Day shook his head. “A little while ago Moon phoned the airport. There was no reservation in your name Monday night.”

Isobel said in a surprised tone. “You just now checked up? I thought the first thing the police did was check alibis.”

Day’s face grew a deep red, which made his nose stand out like a white beacon. When he opened his mouth to speak, nothing came out but an unintelligible sputter.

I went to his rescue. “It was a silly oversight on my part as well as on the part of the police. But your husband wasn’t suspected of anything, and after both his secretary and his wife told us he had flown to Kansas City, it just never occurred to anyone to check up. Since we were satisfied Lancaster’s sole connection with the Jones and Knight Company had been his dealings with Knight, and your husband had neither any business nor social connections with the man, there wasn’t any reason to suspect him.”

Isobel turned to her husband. “Where were you, Harlan?” Then an expression of incredulity grew on her face. “Harlan! You couldn’t possibly have another woman!”

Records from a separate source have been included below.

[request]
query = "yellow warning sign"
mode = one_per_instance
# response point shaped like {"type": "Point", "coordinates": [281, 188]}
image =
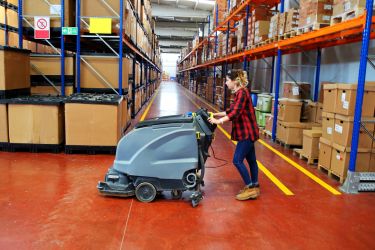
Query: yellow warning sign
{"type": "Point", "coordinates": [100, 25]}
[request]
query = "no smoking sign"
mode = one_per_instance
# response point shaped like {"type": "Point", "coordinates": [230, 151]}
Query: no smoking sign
{"type": "Point", "coordinates": [41, 28]}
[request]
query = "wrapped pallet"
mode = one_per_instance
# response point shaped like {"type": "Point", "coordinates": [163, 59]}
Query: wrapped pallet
{"type": "Point", "coordinates": [107, 67]}
{"type": "Point", "coordinates": [50, 8]}
{"type": "Point", "coordinates": [14, 72]}
{"type": "Point", "coordinates": [94, 120]}
{"type": "Point", "coordinates": [50, 67]}
{"type": "Point", "coordinates": [36, 120]}
{"type": "Point", "coordinates": [315, 13]}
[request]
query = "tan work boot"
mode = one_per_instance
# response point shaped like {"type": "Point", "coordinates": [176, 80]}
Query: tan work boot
{"type": "Point", "coordinates": [247, 193]}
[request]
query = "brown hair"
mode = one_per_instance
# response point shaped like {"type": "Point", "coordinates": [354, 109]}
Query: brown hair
{"type": "Point", "coordinates": [238, 75]}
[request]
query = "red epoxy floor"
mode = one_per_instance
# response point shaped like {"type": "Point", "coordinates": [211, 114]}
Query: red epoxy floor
{"type": "Point", "coordinates": [50, 201]}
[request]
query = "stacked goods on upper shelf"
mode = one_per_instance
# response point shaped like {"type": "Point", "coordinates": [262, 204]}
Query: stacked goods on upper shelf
{"type": "Point", "coordinates": [314, 14]}
{"type": "Point", "coordinates": [274, 26]}
{"type": "Point", "coordinates": [263, 108]}
{"type": "Point", "coordinates": [95, 120]}
{"type": "Point", "coordinates": [52, 9]}
{"type": "Point", "coordinates": [346, 9]}
{"type": "Point", "coordinates": [219, 11]}
{"type": "Point", "coordinates": [338, 117]}
{"type": "Point", "coordinates": [259, 25]}
{"type": "Point", "coordinates": [292, 20]}
{"type": "Point", "coordinates": [50, 67]}
{"type": "Point", "coordinates": [105, 66]}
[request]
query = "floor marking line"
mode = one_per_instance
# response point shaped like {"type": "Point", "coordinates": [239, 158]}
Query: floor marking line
{"type": "Point", "coordinates": [291, 162]}
{"type": "Point", "coordinates": [273, 178]}
{"type": "Point", "coordinates": [126, 224]}
{"type": "Point", "coordinates": [149, 105]}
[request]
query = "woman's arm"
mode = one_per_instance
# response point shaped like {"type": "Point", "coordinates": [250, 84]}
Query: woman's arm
{"type": "Point", "coordinates": [220, 114]}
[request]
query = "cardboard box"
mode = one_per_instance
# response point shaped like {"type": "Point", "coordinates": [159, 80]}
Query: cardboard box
{"type": "Point", "coordinates": [289, 110]}
{"type": "Point", "coordinates": [4, 135]}
{"type": "Point", "coordinates": [269, 122]}
{"type": "Point", "coordinates": [33, 123]}
{"type": "Point", "coordinates": [298, 91]}
{"type": "Point", "coordinates": [280, 131]}
{"type": "Point", "coordinates": [293, 132]}
{"type": "Point", "coordinates": [96, 121]}
{"type": "Point", "coordinates": [319, 112]}
{"type": "Point", "coordinates": [310, 145]}
{"type": "Point", "coordinates": [325, 153]}
{"type": "Point", "coordinates": [309, 111]}
{"type": "Point", "coordinates": [342, 134]}
{"type": "Point", "coordinates": [107, 67]}
{"type": "Point", "coordinates": [340, 160]}
{"type": "Point", "coordinates": [330, 96]}
{"type": "Point", "coordinates": [14, 69]}
{"type": "Point", "coordinates": [328, 125]}
{"type": "Point", "coordinates": [42, 8]}
{"type": "Point", "coordinates": [346, 98]}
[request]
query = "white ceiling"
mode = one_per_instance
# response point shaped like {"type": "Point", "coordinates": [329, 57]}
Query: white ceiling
{"type": "Point", "coordinates": [177, 20]}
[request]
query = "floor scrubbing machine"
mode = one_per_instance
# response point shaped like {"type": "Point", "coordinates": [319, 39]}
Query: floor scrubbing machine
{"type": "Point", "coordinates": [162, 154]}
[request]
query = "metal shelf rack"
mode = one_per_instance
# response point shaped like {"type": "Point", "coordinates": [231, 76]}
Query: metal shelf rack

Harlan merely looked at her piteously and licked his lips.

“No, he hasn’t another woman,” I told her. “But he knew you had another man. He knew if he let it be known he was flying out of town, the minute his plane was supposed to leave, Knight would be over here.”

Isobel said indignantly, “Manny Moon! You promised me...”

“I’m not telling anything he doesn’t know,” I assured her. “He’s known about you and Knight for at least two months. Mrs. Knight told him. That’s how he knew Knight would be here at the time Lancaster was killed, making Knight a perfect alibi, but one he couldn’t use.”

Isobel looked from me to her husband and back again. “I don’t understand. You can’t possibly mean Harlan is a murderer.”

Her puzzlement was natural, for I have never seen anyone who looked less like a killer than the crushed little man in his ridiculous orange shorts and T-shirt.

“I’m afraid he is,” I said gently. “He had exactly the same motive we attributed to Mrs. Knight. It was there for us all the time, but Harlan’s timorousness made us overlook him as a possibility. Maybe it was that timorousness which sent him over the line. Maybe he couldn’t stand the thought of facing ruin, which was what he visualized when he overheard your lover and Lancaster arguing the other side of that thin partition, and realized Knight’s financial loss would bankrupt the firm.